There’s a whole lot that AI will be able to do. There’s also the use of chatbots, which are still in a pretty early stage, which I think the jury is still out on how that will work. But we’re also going through a generational change and I think new demographics may be more prone to view chatbots or any interactive form of AI as normal.

RIX: That’s fair. As an expert in the area of procurement, can you talk a little bit about some of the technologies that you see firms hedging their bets on?

AK: In terms of contingent workforce and procurement, that’s another area where frankly I don’t see a lot of innovation going on in most companies. Contingent workforce in procurement and technology still generally means VMS solutions. But there are some outlier companies that are going beyond that.
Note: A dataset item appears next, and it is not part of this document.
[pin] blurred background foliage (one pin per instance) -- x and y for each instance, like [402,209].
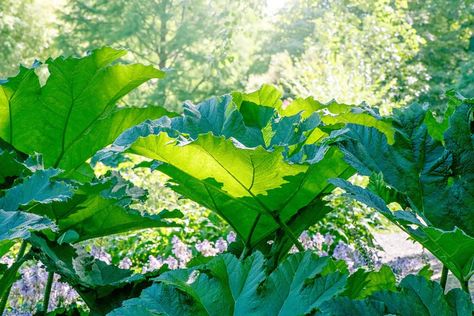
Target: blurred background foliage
[387,53]
[384,52]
RIX: And you wouldn’t define VMS as disruptive?

AK: It was disruptive, certainly. And maybe it’s still being disruptive, but it’s a 20- to 25-year-old solution. I think there are a number of interesting things going on in the enterprise area of contingent workforce that I would mention and one of those is the question of what part of the organization is going to be more involved in managing contingent workforce and the sourcing of it and engagement of it? Whether it’s going to be procurement or HR, or if it’s going to be both. And I think that’s where we’re at a point where depending upon whom you talk to among larger enterprises, apparently, some of the data reflect that it’s about a 50/50 split today in terms of which organization has the most influence over the sourcing and management of contingent workforce.

But I think that issue seems to be becoming a more prominent one and more topical one. In a number of indications, we’re seeing some of the major VMS solutions being acquired and becoming a part of procurement solutions, which reflects one shift and may be appealing to many companies. And then at the same time, we’ve been seeing HR organizations in many companies, particularly in tech companies which tend to have a people organization and a chief people officer, are definitely seeing the importance of the contingent workforce and being able to manage contingent and permanent workforce into talent. This is something that’s not so much technology-driven, but it’s something that I think is going to impact the technology and how it’s used and how it’s invested in on the enterprise side.

Another thing I would point out is that a number of years ago a new type of solution appeared on the scene called FMS (freelancer management system). And that concept has evolved a bit, but it’s a platform that it enables direct sourcing of contingent workers, independent workers, and the organization and management of them within talent pools. And if there’s one area in terms of technology and process innovation or a different type of model for procuring contingent talent, it would be in that area. There are a good number of solution providers that have cropped up and an increasing number of companies and organizations that are really focusing on this. And I’ve talked to some providers and we’ve been seeing an acceleration of interest in adoption. That’s been occurring really just in the past year and a half or so.

RIX: Interesting, Andrew. I’m going to give you another opportunity for heartache. Do you see the market expanding or contracting next year? There’s been a lot of talk about a potential recession already happening in Germany.

AK: Yes. So you’re talking about the staffing market within the staffing industry. There seem to be some indications of some cooling off in terms of just looking at the staffing industry itself, although the picture has been mixed. But I think the probability of a severe slowdown or even a recession is becoming pretty high. And if I were a betting person then I would probably bet that we’re looking at a global recession in 2020 and I expect some of the typical impacts on the staffing industry, although it seems that over time the cyclical nature of the staffing industry and the extent to which it moves with the business cycle may be changing. So it’s hard to predict what we’ll see in the staffing industry in 2020.

 

RIX: Either way, I’m sure it’s going to be an interesting ride.

AK: I think it’s going to be interesting.